Our study considered only cases in which the data were MAR (or MCAR). In practice, this assumption may be violated, and the data may be missing not at random (MNAR) even after auxiliary variables are taken into consideration in the treatment of missing data. Stubbendick and Ibrahim (2003) showed how the SMC-SM approach can be used to impute incomplete multilevel data under MNAR by adding a statistical model for the occurrence of missing values in the predictor variables (i.e., missingness indicators). However, for MNAR data, strong assumptions about the missing data mechanism are required to estimate models for the missingness indicators. More specifically, for each missingness indicator, a subset of variables (in the imputation model) that cause the missingness in that variable must be identified. Alternatively, it has been argued that models for MNAR data should primarily be used to conduct sensitivity analyses that allow researchers to investigate the extent to which the results are robust to the MAR assumption in comparison with different MNAR mechanisms (Carpenter & Kenward, 2013).

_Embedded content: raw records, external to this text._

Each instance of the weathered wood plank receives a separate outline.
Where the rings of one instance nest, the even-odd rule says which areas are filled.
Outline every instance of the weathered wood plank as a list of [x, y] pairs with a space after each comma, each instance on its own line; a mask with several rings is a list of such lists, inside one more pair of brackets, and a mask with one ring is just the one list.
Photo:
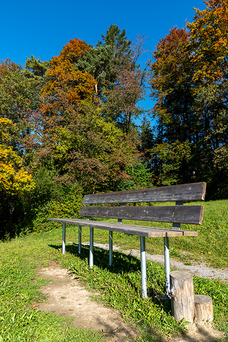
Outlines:
[[106, 218], [200, 225], [203, 213], [202, 206], [82, 207], [80, 214]]
[[70, 225], [77, 225], [80, 226], [92, 227], [94, 228], [110, 230], [113, 232], [119, 232], [129, 235], [135, 235], [148, 237], [177, 237], [177, 236], [196, 236], [197, 232], [186, 230], [175, 230], [156, 227], [145, 227], [143, 226], [136, 226], [125, 225], [110, 222], [102, 222], [92, 221], [91, 220], [84, 220], [80, 219], [70, 218], [49, 218], [51, 221], [67, 223]]
[[158, 188], [86, 195], [83, 203], [127, 203], [203, 200], [206, 183], [201, 182]]

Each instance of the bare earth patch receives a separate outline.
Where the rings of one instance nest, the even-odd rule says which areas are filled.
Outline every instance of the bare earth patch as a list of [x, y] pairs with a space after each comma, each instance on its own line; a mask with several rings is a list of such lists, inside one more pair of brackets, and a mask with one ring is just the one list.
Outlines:
[[[106, 246], [99, 245], [97, 247], [105, 248]], [[123, 252], [130, 252], [130, 251]], [[133, 254], [132, 251], [131, 252]], [[134, 251], [134, 254], [137, 254], [137, 251]], [[150, 257], [147, 258], [151, 259]], [[75, 328], [87, 328], [99, 331], [103, 334], [105, 338], [109, 342], [131, 342], [135, 340], [136, 337], [140, 335], [139, 332], [133, 325], [123, 321], [119, 312], [91, 300], [90, 296], [94, 293], [86, 290], [67, 270], [53, 263], [50, 262], [49, 265], [49, 267], [42, 268], [38, 271], [40, 276], [52, 280], [52, 282], [41, 288], [47, 300], [39, 304], [37, 307], [38, 310], [72, 317], [74, 318]], [[216, 338], [224, 337], [223, 333], [214, 330], [210, 327], [194, 325], [186, 336], [173, 336], [172, 340], [174, 342], [215, 342]], [[168, 340], [167, 338], [163, 339], [163, 342]]]
[[92, 301], [90, 293], [69, 274], [67, 270], [52, 264], [39, 270], [42, 277], [53, 280], [40, 290], [48, 300], [39, 304], [37, 309], [74, 317], [74, 327], [87, 328], [105, 334], [107, 341], [132, 341], [139, 334], [133, 326], [123, 322], [120, 313], [114, 309]]

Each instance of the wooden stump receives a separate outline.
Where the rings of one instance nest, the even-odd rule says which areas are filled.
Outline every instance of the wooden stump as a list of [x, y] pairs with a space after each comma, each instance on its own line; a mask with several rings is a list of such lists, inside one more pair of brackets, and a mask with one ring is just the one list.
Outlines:
[[195, 316], [195, 296], [193, 277], [185, 271], [170, 272], [172, 314], [178, 321], [184, 318], [190, 324]]
[[198, 321], [212, 322], [214, 318], [212, 298], [204, 294], [195, 295], [195, 315]]

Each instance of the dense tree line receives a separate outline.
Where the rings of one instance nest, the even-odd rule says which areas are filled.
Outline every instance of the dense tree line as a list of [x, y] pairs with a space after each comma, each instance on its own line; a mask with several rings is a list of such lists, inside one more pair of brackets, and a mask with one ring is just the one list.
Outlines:
[[49, 61], [2, 61], [1, 238], [76, 217], [86, 193], [204, 180], [208, 198], [227, 197], [228, 5], [204, 3], [146, 67], [144, 37], [115, 25], [95, 47], [74, 38]]

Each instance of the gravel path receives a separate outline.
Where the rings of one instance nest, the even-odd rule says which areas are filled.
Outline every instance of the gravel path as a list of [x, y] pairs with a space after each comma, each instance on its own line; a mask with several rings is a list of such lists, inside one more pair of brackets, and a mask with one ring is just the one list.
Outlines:
[[[89, 243], [84, 243], [85, 245], [89, 245]], [[108, 244], [94, 243], [94, 246], [108, 250]], [[140, 252], [137, 250], [123, 250], [116, 246], [113, 246], [113, 250], [119, 251], [126, 254], [131, 254], [133, 256], [140, 258]], [[164, 255], [162, 254], [150, 254], [147, 253], [147, 260], [164, 264]], [[199, 262], [192, 262], [192, 265], [186, 265], [173, 258], [170, 258], [170, 265], [172, 268], [188, 271], [194, 275], [198, 275], [202, 278], [210, 279], [220, 279], [222, 281], [228, 281], [228, 268], [220, 270], [208, 266], [205, 263], [199, 260]]]

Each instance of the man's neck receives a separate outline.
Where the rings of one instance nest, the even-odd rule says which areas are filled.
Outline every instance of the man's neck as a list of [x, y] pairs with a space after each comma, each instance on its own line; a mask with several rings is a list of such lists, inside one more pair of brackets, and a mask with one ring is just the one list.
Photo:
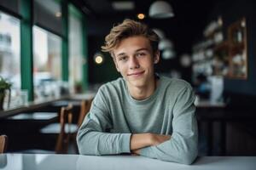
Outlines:
[[143, 87], [132, 87], [128, 85], [130, 95], [138, 100], [145, 99], [151, 96], [156, 89], [158, 79], [154, 77], [148, 84]]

In the present article, we focused on the SMC-SM approach for two-level data. However, the sequential modeling approach can be used for multilevel data with an arbitrary number of levels, both hierarchical (e.g., three-level data) and nonhierarchical (e.g., cross-classified data; see Rasbash & Browne 2008), and with explanatory variables and the outcome variable located at any level in the multilevel structure. These extensions have also been implemented in the mdmb package. However, research on the performance of MI in data with three or more levels is still scarce, and it would be an important topic for future research to investigate under which conditions (e.g., sample size, intraclass correlations) multilevel MI provides unbiased and efficient estimates. In this context, it is also important to point out that the sequential modeling approach for multilevel data can also be implemented and used to generate imputations with general-purpose Bayesian software packages such as BUGS and JAGS (see also Erler et al., 2017; Grund et al., 2018b). However, implementing BUGS or JAGS code for the SMC-SM approach is often not a viable option for researchers who do not have advanced experience with these software packages, in which case specific implementations of these methods can be helpful (for packages implementing the SMC-SM approach using existing software for Bayesian analysis, see also Erler et al. 2019).

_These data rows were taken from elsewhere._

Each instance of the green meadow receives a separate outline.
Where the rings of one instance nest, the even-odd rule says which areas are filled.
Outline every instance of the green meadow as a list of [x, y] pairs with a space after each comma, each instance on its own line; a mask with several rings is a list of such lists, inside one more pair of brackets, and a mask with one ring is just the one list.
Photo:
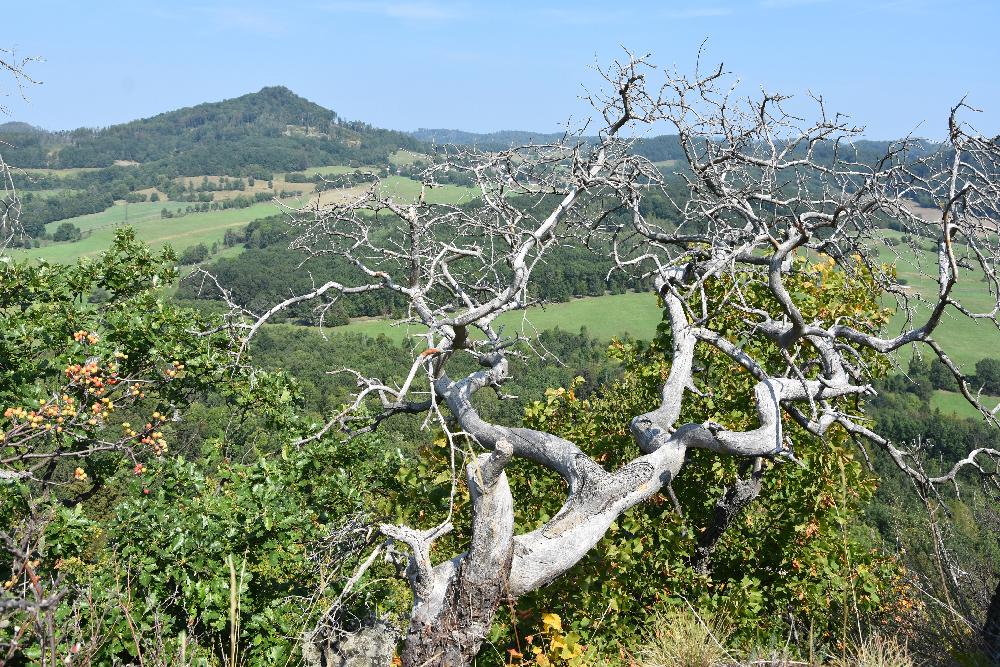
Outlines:
[[[561, 328], [577, 332], [585, 328], [591, 336], [611, 340], [629, 334], [649, 340], [656, 334], [661, 313], [656, 295], [651, 292], [628, 292], [600, 297], [584, 297], [565, 303], [529, 308], [523, 313], [506, 313], [499, 318], [507, 333]], [[419, 335], [421, 327], [394, 325], [383, 319], [355, 320], [350, 324], [330, 327], [330, 333], [360, 333], [366, 336], [384, 335], [395, 341]]]
[[272, 202], [262, 202], [247, 208], [188, 213], [177, 218], [160, 217], [160, 211], [164, 208], [182, 211], [186, 206], [190, 204], [182, 202], [129, 204], [126, 223], [125, 204], [117, 203], [100, 213], [60, 220], [46, 226], [47, 230], [52, 232], [64, 222], [71, 222], [84, 233], [84, 238], [79, 241], [52, 243], [40, 248], [17, 250], [12, 254], [18, 258], [46, 259], [54, 263], [74, 262], [80, 257], [91, 257], [106, 250], [111, 245], [115, 231], [125, 224], [135, 228], [136, 235], [153, 247], [162, 247], [169, 243], [180, 250], [198, 243], [206, 245], [216, 241], [221, 243], [227, 229], [242, 227], [251, 220], [278, 212], [278, 208]]

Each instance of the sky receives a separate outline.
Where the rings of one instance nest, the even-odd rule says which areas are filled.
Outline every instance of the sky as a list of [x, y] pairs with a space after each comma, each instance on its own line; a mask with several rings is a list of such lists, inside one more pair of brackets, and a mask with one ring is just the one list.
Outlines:
[[691, 72], [704, 43], [741, 93], [821, 94], [872, 139], [942, 138], [966, 95], [994, 135], [998, 19], [997, 0], [2, 0], [0, 48], [43, 60], [0, 104], [58, 130], [284, 85], [378, 127], [548, 132], [623, 47]]

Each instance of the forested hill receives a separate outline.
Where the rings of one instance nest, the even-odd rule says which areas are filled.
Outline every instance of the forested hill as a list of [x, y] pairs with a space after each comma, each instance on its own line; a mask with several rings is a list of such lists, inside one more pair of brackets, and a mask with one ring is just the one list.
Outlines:
[[[555, 143], [561, 141], [566, 136], [561, 132], [500, 130], [498, 132], [477, 134], [464, 130], [428, 128], [420, 128], [419, 130], [410, 132], [410, 135], [415, 139], [428, 143], [476, 146], [485, 151], [504, 150], [511, 146], [523, 146], [526, 144]], [[596, 139], [596, 137], [581, 138], [586, 142], [593, 142]], [[635, 143], [635, 152], [654, 162], [681, 160], [684, 158], [680, 143], [677, 141], [677, 135], [674, 134], [638, 139]]]
[[108, 128], [49, 133], [25, 123], [0, 126], [21, 168], [156, 163], [176, 175], [252, 175], [326, 164], [381, 164], [420, 142], [402, 132], [346, 122], [281, 86]]
[[[479, 134], [464, 130], [427, 128], [410, 132], [410, 135], [415, 139], [428, 143], [475, 146], [480, 150], [486, 151], [504, 150], [511, 146], [522, 146], [525, 144], [553, 143], [562, 140], [565, 136], [559, 132], [529, 132], [525, 130], [501, 130]], [[596, 140], [596, 137], [581, 137], [581, 139], [586, 142], [593, 142]], [[859, 162], [875, 164], [886, 154], [893, 143], [893, 141], [873, 141], [867, 139], [855, 141], [854, 150], [857, 151], [855, 157]], [[938, 148], [939, 146], [933, 142], [921, 141], [914, 146], [913, 157], [926, 155]], [[661, 134], [654, 137], [638, 138], [635, 141], [633, 150], [636, 154], [642, 155], [653, 162], [684, 160], [684, 151], [676, 134]], [[834, 144], [832, 142], [819, 144], [814, 146], [814, 150], [817, 158], [821, 160], [832, 159]], [[845, 147], [841, 145], [839, 150], [844, 151]]]

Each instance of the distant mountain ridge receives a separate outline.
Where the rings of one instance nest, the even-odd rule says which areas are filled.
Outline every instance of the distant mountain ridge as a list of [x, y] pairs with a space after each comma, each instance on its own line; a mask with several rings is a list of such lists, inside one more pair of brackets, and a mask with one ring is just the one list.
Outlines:
[[[410, 135], [415, 139], [435, 144], [455, 144], [458, 146], [476, 146], [486, 151], [505, 150], [512, 146], [526, 144], [547, 144], [562, 140], [566, 135], [562, 132], [530, 132], [526, 130], [500, 130], [497, 132], [466, 132], [464, 130], [420, 128]], [[585, 142], [593, 143], [597, 137], [580, 137]], [[637, 139], [635, 152], [654, 162], [681, 160], [684, 151], [675, 134], [664, 134], [657, 137]]]
[[262, 88], [102, 129], [45, 132], [6, 123], [5, 159], [22, 168], [156, 163], [162, 173], [245, 175], [326, 164], [384, 162], [418, 150], [403, 132], [346, 122], [283, 86]]

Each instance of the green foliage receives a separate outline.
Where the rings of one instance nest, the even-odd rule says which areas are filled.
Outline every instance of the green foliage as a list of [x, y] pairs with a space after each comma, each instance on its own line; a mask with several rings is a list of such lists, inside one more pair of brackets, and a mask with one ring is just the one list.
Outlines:
[[53, 241], [79, 241], [80, 228], [71, 222], [64, 222], [52, 234]]
[[[830, 264], [800, 266], [790, 288], [807, 319], [846, 318], [867, 329], [884, 322], [887, 315], [878, 309], [869, 284], [848, 280]], [[748, 300], [776, 310], [758, 287], [747, 293]], [[706, 286], [709, 312], [725, 294], [723, 280]], [[700, 311], [699, 304], [695, 310]], [[770, 343], [750, 335], [737, 313], [720, 315], [713, 326], [743, 341], [744, 349], [772, 370], [784, 363]], [[578, 397], [573, 386], [550, 391], [544, 403], [529, 408], [527, 423], [567, 437], [608, 469], [617, 468], [637, 454], [628, 424], [657, 404], [670, 349], [667, 329], [648, 347], [613, 345], [612, 353], [625, 363], [624, 378], [588, 399]], [[884, 372], [875, 359], [866, 361]], [[731, 429], [753, 428], [753, 378], [712, 348], [699, 349], [697, 362], [704, 395], [686, 397], [680, 422], [713, 420]], [[522, 608], [558, 610], [574, 619], [574, 629], [586, 641], [602, 643], [628, 640], [648, 614], [686, 604], [708, 615], [724, 613], [735, 637], [756, 644], [784, 637], [789, 623], [830, 644], [857, 622], [877, 623], [895, 614], [909, 604], [901, 595], [899, 567], [875, 548], [873, 535], [858, 521], [875, 492], [874, 478], [842, 432], [821, 441], [790, 420], [785, 429], [803, 466], [765, 464], [760, 497], [725, 533], [707, 574], [695, 571], [689, 558], [697, 536], [712, 521], [715, 499], [742, 466], [729, 457], [692, 451], [674, 483], [683, 516], [663, 495], [633, 509], [587, 558], [529, 595]], [[541, 525], [562, 503], [562, 481], [519, 462], [509, 469], [514, 495], [521, 499], [518, 527]]]

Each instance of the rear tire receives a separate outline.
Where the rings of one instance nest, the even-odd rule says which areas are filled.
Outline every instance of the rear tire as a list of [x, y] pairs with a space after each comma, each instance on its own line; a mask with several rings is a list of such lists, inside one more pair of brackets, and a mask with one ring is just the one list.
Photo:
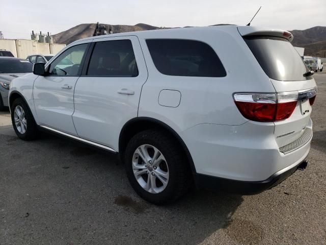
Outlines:
[[131, 186], [150, 203], [173, 202], [191, 186], [191, 171], [183, 149], [165, 132], [148, 130], [139, 133], [129, 141], [124, 154]]
[[21, 98], [14, 101], [11, 106], [11, 121], [16, 134], [23, 140], [37, 138], [38, 130], [33, 114]]

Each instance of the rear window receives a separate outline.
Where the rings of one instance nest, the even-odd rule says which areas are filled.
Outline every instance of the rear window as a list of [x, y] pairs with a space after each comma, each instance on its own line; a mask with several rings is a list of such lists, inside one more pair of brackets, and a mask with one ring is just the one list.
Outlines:
[[183, 39], [147, 39], [146, 43], [156, 69], [170, 76], [221, 77], [226, 72], [208, 44]]
[[33, 72], [33, 64], [26, 60], [0, 59], [0, 74], [28, 73]]
[[304, 74], [309, 71], [300, 55], [287, 40], [274, 37], [244, 38], [265, 73], [280, 81], [310, 79]]

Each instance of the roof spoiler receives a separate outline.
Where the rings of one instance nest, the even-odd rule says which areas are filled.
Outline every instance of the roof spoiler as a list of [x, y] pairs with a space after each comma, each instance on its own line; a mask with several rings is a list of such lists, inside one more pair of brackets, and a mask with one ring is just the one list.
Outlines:
[[291, 42], [293, 35], [287, 31], [283, 30], [273, 30], [267, 28], [253, 27], [238, 27], [238, 31], [242, 37], [248, 36], [268, 36], [270, 37], [283, 37]]

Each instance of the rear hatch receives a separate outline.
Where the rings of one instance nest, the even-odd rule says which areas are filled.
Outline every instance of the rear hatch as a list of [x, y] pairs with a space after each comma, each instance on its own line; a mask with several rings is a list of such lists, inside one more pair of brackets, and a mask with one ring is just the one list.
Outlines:
[[310, 114], [317, 92], [315, 80], [291, 44], [293, 37], [289, 32], [250, 27], [238, 27], [238, 30], [269, 78], [277, 101], [288, 103], [289, 113], [292, 111], [288, 118], [274, 121], [280, 152], [291, 152], [312, 136]]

For multilevel analyses without random slopes or nonlinear effects, conventional methods for multilevel MI include the FCS approach as well as joint modeling (JM), which is available in many statistical software packages (e.g., in Mplus, MLwiN, or the R packages jomo and pan; Schafer & Yucel 2002b). Several extensions of the JM approach have also been considered as promising alternatives for handling missing data in models with random slopes or interaction effects. For example, multilevel JM has been extended to include random covariance matrices at level 1 (Yucel, 2011) and this method has been considered an alternative for handling missing data in models with random slopes (e.g., Enders et al., 2018; Quartagno & Carpenter 2016). In addition, implementations of multilevel JM based on latent class analysis or mixture distributions could provide a promising alternative to substantive-model-compatible multilevel MI in applications with complex interactions between multiple variables (e.g., Vidotto et al., 2018). These methods should be considered further in future research.

In summary, our article showed that a sequential modeling approach has great potential for handling missing data in complex multilevel models that include nonlinear effects. We introduced the R package mdmb, which facilitates the application of the SMC-SM approach and provides a flexible way to treat missing data in multilevel analyses. However, more generally, our article also demonstrated the utility and effectiveness of substantive-model-compatible methods in comparison with conventional methods for multilevel MI. Software implementations for substantive-model-compatible multilevel MI such as those in mdmb, jomo, Blimp, and others provide user-friendly implementations of these methods to a wide audience, and we hope that this article will help to further their application in research practice.